Role of Apache Kafka in the Hadoop ecosystem

Apache Kafka is a simple, high-performance, distributed, fault-tolerant messaging system. It was originally developed at LinkedIn and is now used at many companies, including Tumblr,, Twitter & Square.
Kafka Deployment Model(Source: kafka.apache.org)

Kafka is designed to be used as plumbing for low-latency, very high throughput pipeline that handles all messaging, tracking, logging, and metrics data. This unified pipeline can provide data feeds to Hadoop clusters as well as  to a diverse set of real-time stream processing applications.

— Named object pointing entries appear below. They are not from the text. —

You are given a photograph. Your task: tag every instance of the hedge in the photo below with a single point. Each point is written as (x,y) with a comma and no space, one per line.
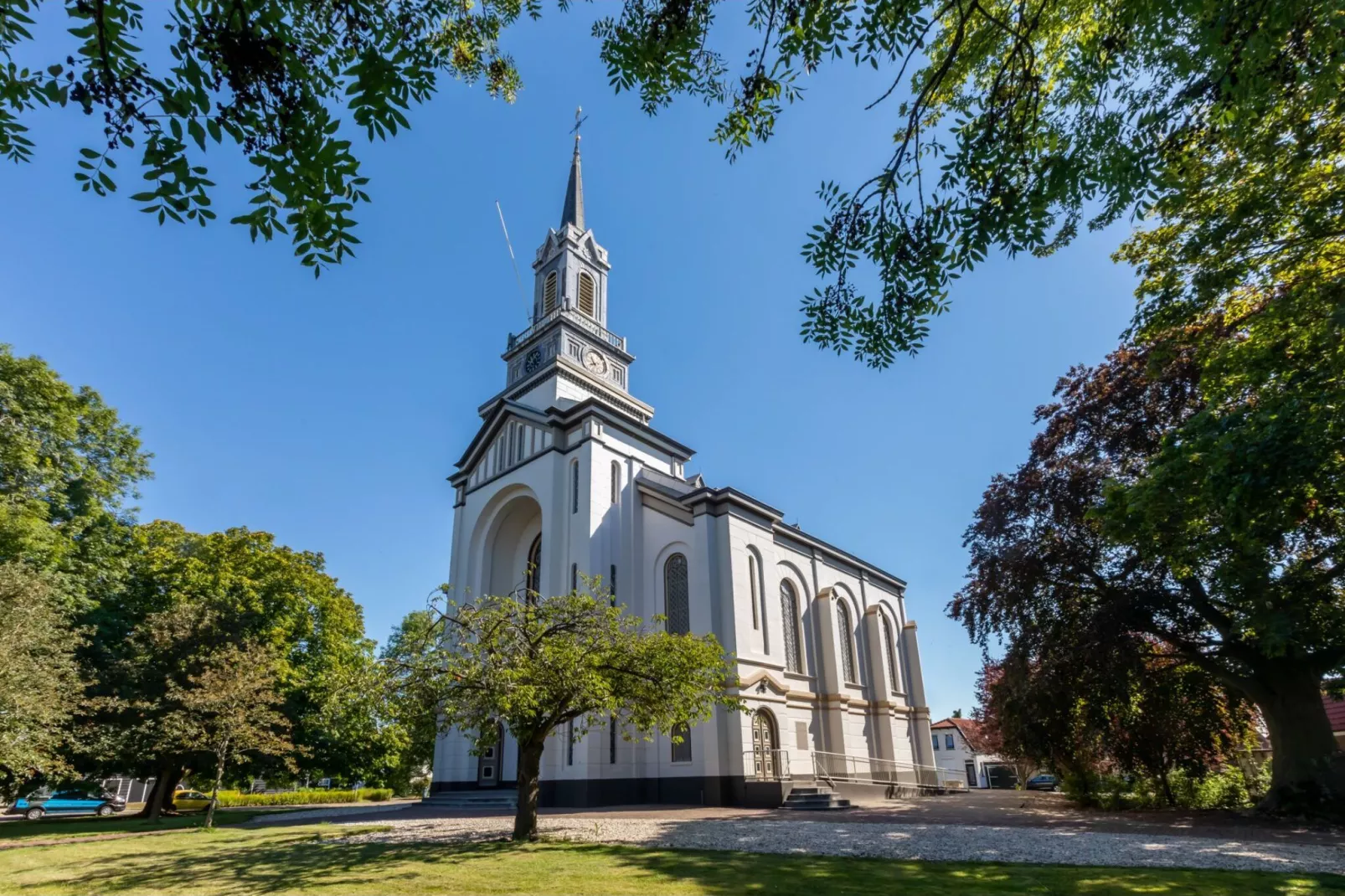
(304,796)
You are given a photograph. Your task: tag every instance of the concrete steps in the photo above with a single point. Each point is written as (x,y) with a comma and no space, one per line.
(505,798)
(814,800)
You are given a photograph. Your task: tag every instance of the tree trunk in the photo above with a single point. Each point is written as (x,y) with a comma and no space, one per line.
(1307,769)
(160,796)
(528,772)
(214,794)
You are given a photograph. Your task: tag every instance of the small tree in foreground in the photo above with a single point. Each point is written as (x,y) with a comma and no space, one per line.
(535,667)
(230,709)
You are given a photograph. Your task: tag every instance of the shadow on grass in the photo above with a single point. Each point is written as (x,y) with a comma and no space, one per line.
(296,862)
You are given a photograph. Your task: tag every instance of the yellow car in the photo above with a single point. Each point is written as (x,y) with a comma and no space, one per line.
(188,801)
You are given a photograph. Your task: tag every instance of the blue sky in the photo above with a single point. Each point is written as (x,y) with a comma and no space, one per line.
(330,412)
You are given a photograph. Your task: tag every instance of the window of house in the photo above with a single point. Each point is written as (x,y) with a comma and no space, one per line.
(890,649)
(846,641)
(575,486)
(676,595)
(549,294)
(681,751)
(587,294)
(790,619)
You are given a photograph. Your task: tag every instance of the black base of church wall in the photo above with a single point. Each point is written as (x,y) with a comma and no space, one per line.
(450,786)
(706,790)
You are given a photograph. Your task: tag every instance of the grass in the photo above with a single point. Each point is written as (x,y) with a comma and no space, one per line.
(292,860)
(58,827)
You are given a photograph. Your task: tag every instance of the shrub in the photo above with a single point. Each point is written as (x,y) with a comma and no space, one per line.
(304,796)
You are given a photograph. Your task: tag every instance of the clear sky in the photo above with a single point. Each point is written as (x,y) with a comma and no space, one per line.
(330,410)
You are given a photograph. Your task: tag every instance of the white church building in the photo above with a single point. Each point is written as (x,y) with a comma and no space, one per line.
(568,478)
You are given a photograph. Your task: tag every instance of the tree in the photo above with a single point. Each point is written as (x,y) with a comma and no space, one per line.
(1021,121)
(39,680)
(188,596)
(537,667)
(417,718)
(232,708)
(68,465)
(265,77)
(1189,490)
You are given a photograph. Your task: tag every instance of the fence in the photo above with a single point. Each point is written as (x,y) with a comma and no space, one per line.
(868,770)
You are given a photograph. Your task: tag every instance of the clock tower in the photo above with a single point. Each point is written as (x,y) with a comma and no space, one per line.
(568,354)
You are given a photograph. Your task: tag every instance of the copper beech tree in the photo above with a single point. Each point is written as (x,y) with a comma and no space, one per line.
(1191,492)
(559,665)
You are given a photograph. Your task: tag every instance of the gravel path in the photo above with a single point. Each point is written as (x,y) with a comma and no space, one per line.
(935,842)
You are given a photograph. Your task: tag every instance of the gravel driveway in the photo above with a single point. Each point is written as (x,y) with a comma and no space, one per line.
(936,842)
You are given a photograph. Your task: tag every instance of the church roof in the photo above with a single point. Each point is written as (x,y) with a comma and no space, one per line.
(573,212)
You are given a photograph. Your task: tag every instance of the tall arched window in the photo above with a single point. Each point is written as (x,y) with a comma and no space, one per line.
(587,294)
(889,646)
(549,294)
(752,584)
(534,572)
(575,486)
(676,596)
(790,619)
(846,641)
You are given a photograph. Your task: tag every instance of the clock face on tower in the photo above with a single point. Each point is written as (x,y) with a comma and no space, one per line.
(595,362)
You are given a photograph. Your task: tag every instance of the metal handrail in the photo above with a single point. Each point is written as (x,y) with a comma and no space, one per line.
(781,762)
(869,770)
(575,317)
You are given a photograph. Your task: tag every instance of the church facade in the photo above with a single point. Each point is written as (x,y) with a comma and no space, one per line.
(566,478)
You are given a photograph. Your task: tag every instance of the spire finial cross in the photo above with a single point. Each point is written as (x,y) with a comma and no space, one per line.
(579,120)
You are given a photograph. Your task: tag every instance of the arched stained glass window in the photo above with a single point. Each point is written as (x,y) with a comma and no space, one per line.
(890,647)
(676,595)
(587,294)
(549,294)
(534,572)
(846,641)
(790,621)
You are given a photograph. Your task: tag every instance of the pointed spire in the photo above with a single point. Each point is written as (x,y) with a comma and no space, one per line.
(573,212)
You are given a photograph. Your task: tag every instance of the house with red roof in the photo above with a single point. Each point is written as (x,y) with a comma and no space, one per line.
(958,749)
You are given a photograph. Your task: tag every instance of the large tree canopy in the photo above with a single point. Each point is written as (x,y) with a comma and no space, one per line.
(68,466)
(188,598)
(268,78)
(539,665)
(1018,121)
(1191,492)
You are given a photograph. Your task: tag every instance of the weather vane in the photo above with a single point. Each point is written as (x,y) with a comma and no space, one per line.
(579,120)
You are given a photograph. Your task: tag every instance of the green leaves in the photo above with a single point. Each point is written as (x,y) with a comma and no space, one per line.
(272,77)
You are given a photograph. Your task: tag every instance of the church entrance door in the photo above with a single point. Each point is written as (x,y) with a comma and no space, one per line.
(765,756)
(488,763)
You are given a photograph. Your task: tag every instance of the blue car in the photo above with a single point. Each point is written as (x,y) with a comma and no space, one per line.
(68,802)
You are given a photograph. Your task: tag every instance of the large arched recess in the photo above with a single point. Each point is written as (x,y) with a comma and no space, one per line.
(505,530)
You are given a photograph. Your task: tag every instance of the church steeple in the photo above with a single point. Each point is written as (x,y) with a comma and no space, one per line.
(573,212)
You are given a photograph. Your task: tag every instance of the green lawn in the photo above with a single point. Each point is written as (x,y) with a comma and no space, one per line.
(312,860)
(88,825)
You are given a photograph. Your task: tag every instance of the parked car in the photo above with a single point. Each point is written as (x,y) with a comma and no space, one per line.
(1044,782)
(188,801)
(68,802)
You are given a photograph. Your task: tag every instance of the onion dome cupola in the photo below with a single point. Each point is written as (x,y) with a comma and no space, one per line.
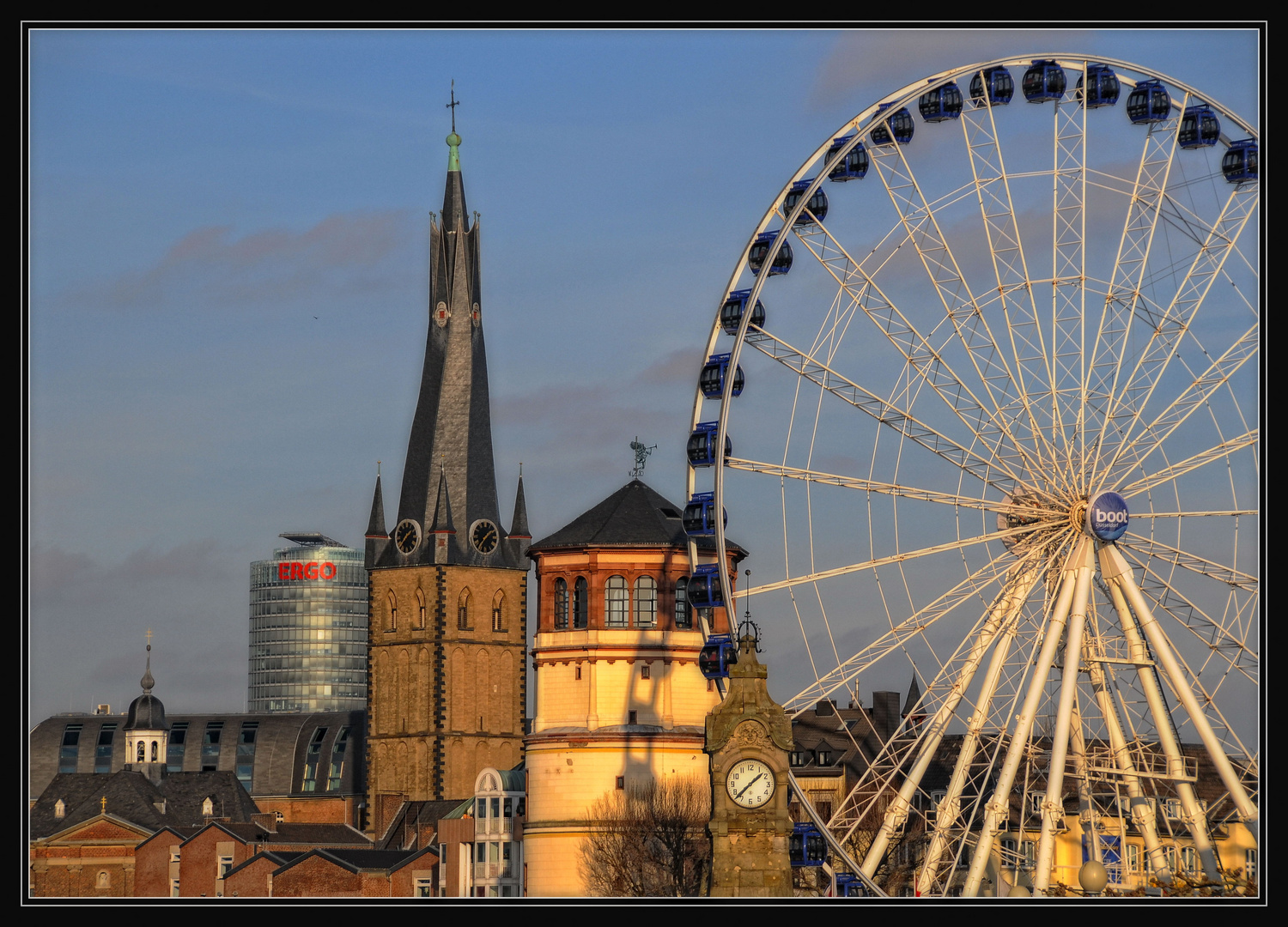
(147,730)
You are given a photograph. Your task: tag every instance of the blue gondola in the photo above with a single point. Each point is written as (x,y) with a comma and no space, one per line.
(705,587)
(1241,161)
(1148,102)
(999,82)
(716,656)
(849,886)
(711,380)
(942,103)
(901,124)
(806,846)
(731,313)
(1200,128)
(700,515)
(817,203)
(1043,82)
(702,445)
(854,167)
(1102,87)
(760,250)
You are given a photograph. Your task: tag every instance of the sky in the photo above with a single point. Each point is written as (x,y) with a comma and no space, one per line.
(228,236)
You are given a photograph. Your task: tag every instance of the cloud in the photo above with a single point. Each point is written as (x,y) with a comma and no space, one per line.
(211,267)
(878,62)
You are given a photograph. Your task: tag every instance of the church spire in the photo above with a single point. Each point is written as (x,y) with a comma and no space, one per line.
(451,434)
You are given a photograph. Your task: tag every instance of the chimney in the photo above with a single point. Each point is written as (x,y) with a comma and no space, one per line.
(885,713)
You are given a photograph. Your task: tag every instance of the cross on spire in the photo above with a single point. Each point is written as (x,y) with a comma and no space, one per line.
(453,105)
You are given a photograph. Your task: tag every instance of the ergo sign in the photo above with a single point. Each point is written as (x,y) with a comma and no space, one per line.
(298,569)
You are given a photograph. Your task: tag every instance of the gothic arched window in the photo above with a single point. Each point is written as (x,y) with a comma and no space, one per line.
(561,604)
(683,615)
(616,602)
(463,610)
(497,602)
(646,603)
(580,597)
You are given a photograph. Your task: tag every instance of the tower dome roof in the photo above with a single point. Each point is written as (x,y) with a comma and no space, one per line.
(146,711)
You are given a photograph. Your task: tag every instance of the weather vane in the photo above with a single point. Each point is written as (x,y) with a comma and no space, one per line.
(453,105)
(641,456)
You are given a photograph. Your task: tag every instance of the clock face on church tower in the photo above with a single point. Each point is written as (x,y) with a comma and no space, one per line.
(750,783)
(484,536)
(407,536)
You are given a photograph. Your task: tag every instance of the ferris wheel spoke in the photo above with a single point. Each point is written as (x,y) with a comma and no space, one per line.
(898,419)
(1169,329)
(961,308)
(896,639)
(1149,548)
(988,424)
(1213,633)
(1068,277)
(909,555)
(1109,348)
(1195,394)
(1010,268)
(873,486)
(1115,571)
(1193,463)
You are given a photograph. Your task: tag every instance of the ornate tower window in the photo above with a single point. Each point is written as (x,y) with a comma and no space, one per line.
(683,615)
(561,604)
(580,597)
(616,600)
(646,603)
(463,610)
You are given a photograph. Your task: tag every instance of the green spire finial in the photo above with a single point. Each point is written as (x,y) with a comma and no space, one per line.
(453,141)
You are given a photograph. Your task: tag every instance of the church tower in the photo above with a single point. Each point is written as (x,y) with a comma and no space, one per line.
(448,584)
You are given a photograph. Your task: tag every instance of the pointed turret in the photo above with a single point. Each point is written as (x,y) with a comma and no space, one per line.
(453,427)
(378,538)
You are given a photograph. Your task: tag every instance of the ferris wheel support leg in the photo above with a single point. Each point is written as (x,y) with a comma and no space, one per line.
(1118,574)
(999,808)
(1089,815)
(1010,603)
(1053,806)
(1171,666)
(1122,759)
(1143,811)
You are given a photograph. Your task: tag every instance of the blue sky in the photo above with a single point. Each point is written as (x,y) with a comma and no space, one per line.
(227,304)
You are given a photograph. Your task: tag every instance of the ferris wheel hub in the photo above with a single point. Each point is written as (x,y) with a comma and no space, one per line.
(1105,517)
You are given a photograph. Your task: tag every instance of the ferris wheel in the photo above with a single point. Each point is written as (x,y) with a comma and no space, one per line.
(992,378)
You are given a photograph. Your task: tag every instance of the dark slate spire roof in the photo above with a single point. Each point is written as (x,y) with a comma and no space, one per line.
(453,429)
(442,507)
(146,711)
(909,705)
(519,523)
(633,517)
(376,523)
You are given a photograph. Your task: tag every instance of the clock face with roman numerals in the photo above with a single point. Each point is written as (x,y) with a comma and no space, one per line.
(484,536)
(407,536)
(750,783)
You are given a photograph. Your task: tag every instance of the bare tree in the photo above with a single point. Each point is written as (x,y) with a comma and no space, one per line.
(649,839)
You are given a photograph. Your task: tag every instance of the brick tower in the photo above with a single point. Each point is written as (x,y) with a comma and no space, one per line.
(448,584)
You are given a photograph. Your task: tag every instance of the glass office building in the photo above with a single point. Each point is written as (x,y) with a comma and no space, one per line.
(308,628)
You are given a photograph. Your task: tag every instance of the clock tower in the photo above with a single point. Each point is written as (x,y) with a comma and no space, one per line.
(749,738)
(448,584)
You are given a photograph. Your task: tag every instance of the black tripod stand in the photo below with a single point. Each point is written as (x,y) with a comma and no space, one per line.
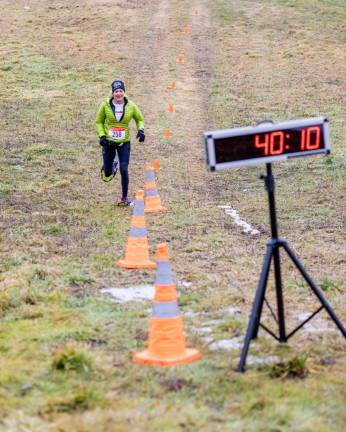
(273,251)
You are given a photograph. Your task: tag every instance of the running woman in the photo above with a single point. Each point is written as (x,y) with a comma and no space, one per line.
(112,125)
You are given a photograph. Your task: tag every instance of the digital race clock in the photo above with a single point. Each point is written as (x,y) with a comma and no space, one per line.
(266,142)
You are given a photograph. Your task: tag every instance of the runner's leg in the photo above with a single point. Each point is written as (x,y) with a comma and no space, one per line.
(124,159)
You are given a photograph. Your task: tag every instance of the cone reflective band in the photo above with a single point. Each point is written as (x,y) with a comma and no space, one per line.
(137,249)
(166,345)
(152,197)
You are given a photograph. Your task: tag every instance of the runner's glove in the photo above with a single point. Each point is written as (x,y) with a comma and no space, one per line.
(103,141)
(140,135)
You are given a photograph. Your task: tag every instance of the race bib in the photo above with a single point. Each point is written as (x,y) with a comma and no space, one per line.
(117,133)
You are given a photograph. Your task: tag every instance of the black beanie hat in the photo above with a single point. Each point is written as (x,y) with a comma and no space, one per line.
(118,84)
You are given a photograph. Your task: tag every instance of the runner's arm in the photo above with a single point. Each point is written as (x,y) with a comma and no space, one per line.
(99,122)
(138,116)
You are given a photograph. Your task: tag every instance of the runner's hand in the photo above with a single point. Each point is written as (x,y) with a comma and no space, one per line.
(103,141)
(140,135)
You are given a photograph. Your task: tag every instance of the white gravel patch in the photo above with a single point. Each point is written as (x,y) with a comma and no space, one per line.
(247,228)
(261,361)
(227,344)
(203,330)
(137,293)
(232,311)
(316,325)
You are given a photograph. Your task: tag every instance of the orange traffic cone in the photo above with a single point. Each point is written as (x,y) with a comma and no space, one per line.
(166,346)
(152,197)
(186,29)
(156,165)
(137,250)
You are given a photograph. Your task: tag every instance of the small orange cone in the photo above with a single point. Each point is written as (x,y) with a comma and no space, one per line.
(137,250)
(152,197)
(166,345)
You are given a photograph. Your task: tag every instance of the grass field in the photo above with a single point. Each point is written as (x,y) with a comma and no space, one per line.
(65,347)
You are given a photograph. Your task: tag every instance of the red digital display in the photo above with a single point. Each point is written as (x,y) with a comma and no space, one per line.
(266,144)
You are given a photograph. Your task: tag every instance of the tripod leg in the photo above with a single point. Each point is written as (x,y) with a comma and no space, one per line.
(279,295)
(256,309)
(315,289)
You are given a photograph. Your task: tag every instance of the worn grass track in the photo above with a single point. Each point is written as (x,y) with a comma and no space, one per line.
(65,349)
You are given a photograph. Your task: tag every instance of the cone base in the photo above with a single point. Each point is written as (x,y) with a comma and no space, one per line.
(158,210)
(146,358)
(130,265)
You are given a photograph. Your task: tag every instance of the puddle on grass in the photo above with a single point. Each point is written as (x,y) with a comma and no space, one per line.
(247,228)
(136,293)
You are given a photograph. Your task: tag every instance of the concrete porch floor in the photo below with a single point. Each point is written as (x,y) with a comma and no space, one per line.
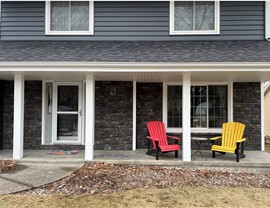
(253,158)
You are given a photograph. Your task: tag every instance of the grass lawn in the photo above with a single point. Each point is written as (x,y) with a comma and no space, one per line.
(172,197)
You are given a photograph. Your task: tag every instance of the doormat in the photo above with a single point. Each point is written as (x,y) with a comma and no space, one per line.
(64,152)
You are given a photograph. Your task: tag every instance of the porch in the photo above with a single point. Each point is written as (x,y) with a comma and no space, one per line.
(99,114)
(254,159)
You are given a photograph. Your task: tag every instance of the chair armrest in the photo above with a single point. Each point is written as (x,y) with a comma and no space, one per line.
(215,138)
(148,137)
(241,140)
(172,137)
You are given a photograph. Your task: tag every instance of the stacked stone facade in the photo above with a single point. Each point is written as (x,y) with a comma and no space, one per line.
(247,110)
(113,115)
(114,112)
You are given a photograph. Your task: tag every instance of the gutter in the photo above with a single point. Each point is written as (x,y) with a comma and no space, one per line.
(132,67)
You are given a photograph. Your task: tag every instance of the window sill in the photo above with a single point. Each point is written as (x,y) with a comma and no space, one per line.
(195,33)
(69,33)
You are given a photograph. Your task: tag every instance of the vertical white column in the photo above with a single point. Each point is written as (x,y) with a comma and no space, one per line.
(134,115)
(262,117)
(186,135)
(18,119)
(89,117)
(267,22)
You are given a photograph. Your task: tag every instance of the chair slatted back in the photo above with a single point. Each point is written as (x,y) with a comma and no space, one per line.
(157,130)
(231,132)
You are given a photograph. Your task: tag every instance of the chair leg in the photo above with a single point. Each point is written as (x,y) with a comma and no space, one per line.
(176,153)
(237,152)
(242,150)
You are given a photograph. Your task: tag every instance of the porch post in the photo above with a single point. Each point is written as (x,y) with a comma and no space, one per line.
(262,118)
(186,135)
(89,117)
(134,114)
(18,119)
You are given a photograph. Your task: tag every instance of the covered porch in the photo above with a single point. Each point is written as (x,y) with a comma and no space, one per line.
(184,74)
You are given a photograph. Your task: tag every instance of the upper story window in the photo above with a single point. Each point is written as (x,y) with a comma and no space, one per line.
(194,17)
(69,17)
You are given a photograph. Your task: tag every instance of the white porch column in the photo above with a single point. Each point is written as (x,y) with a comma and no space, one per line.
(89,117)
(18,119)
(262,118)
(186,135)
(134,115)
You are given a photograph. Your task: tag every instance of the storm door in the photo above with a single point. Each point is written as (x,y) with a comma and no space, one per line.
(67,110)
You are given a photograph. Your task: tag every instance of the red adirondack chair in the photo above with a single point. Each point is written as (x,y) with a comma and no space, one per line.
(159,139)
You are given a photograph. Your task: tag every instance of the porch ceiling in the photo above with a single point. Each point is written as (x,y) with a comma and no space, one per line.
(252,76)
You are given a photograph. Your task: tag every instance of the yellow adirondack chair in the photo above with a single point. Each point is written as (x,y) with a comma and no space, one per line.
(232,137)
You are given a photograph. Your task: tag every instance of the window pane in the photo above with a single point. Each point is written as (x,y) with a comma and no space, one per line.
(199,106)
(183,15)
(218,106)
(79,16)
(67,98)
(204,15)
(174,106)
(59,15)
(67,125)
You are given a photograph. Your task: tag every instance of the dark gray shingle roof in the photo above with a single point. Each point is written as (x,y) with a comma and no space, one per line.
(137,51)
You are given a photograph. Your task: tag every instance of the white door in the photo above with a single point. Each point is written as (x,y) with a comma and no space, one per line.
(67,113)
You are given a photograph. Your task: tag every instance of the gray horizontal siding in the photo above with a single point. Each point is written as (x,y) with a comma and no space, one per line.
(132,21)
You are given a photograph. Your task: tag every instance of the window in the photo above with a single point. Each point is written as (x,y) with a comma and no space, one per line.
(194,17)
(209,106)
(69,17)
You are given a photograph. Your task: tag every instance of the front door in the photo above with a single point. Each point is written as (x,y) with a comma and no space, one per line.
(67,110)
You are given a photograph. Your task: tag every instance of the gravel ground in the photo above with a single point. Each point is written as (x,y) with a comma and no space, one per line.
(98,178)
(7,165)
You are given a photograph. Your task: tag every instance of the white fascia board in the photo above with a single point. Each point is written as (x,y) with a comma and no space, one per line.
(131,67)
(132,0)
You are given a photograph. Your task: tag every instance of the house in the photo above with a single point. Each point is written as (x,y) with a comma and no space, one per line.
(266,109)
(90,74)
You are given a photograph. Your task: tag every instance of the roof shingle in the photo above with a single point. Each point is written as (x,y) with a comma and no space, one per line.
(136,51)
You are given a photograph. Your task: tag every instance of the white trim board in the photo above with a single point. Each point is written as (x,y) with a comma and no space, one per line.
(132,67)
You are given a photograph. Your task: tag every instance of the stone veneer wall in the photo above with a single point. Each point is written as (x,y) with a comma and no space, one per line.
(113,115)
(247,110)
(149,107)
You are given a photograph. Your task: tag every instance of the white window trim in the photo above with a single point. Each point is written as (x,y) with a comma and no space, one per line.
(195,32)
(48,22)
(197,130)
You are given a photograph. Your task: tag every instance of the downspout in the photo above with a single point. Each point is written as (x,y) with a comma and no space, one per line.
(266,20)
(0,20)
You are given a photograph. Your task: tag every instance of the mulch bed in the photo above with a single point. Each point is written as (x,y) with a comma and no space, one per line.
(7,165)
(99,178)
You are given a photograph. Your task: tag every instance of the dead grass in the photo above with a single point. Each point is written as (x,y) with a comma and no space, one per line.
(170,197)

It is sort of like ActiveMQ and other JMS based message queuing implementations. There are many differences though and some of them are:
  • Acknowledgment not needed for every message, and hence can deliver very high throughput but with less reliability
  • Written in Scala
  • No message IDs
  • Implements Pull-Model

 Use Cases

  • Performance Stats Collection
  • Logs Aggregation
  • Real time Events Processing

 From Apache/Kafka site

"Apache Kafka is a distributed publish-subscribe messaging system. It is designed to support the following
  • Persistent messaging with O(1) disk structures that provide constant time performance even with many TB of stored messages.
  • High-throughput: even with very modest hardware Kafka can support hundreds of thousands of messages per second.
  • Explicit support for partitioning messages over Kafka servers and distributing consumption over a cluster of consumer machines while maintaining per-partition ordering semantics.
  • Support for parallel data load into Hadoop.
Kafka provides a publish-subscribe solution that can handle all activity stream data and processing on a consumer-scale web site. This kind of activity (page views, searches, and other user actions) are a key ingredient in many of the social feature on the modern web. This data is typically handled by "logging" and ad hoc log aggregation solutions due to the throughput requirements. This kind of ad hoc solution is a viable solution to providing logging data to an offline analysis system like Hadoop, but is very limiting for building real-time processing. Kafka aims to unify offline and online processing by providing a mechanism for parallel load into Hadoop as well as the ability to partition real-time consumption over a cluster of machines. The use for activity stream processing makes Kafka comparable to Facebook's Scribe or Apache Flume (incubating), though the architecture and primitives are very different for these systems and make Kafka more comparable to a traditional messaging system."

Version 0.8 released

A new version with more bug fixes and enhancements was recently released. Important note: Since 0.8 is not backward compatible with 0.7.x, if you had an 0.7 installation already, you will need to delete all existing Zookeeper data and Kafka log data (if the data is not critical). Alternatively, you can use a different Zookeeper namespace and a new Kafka log directory.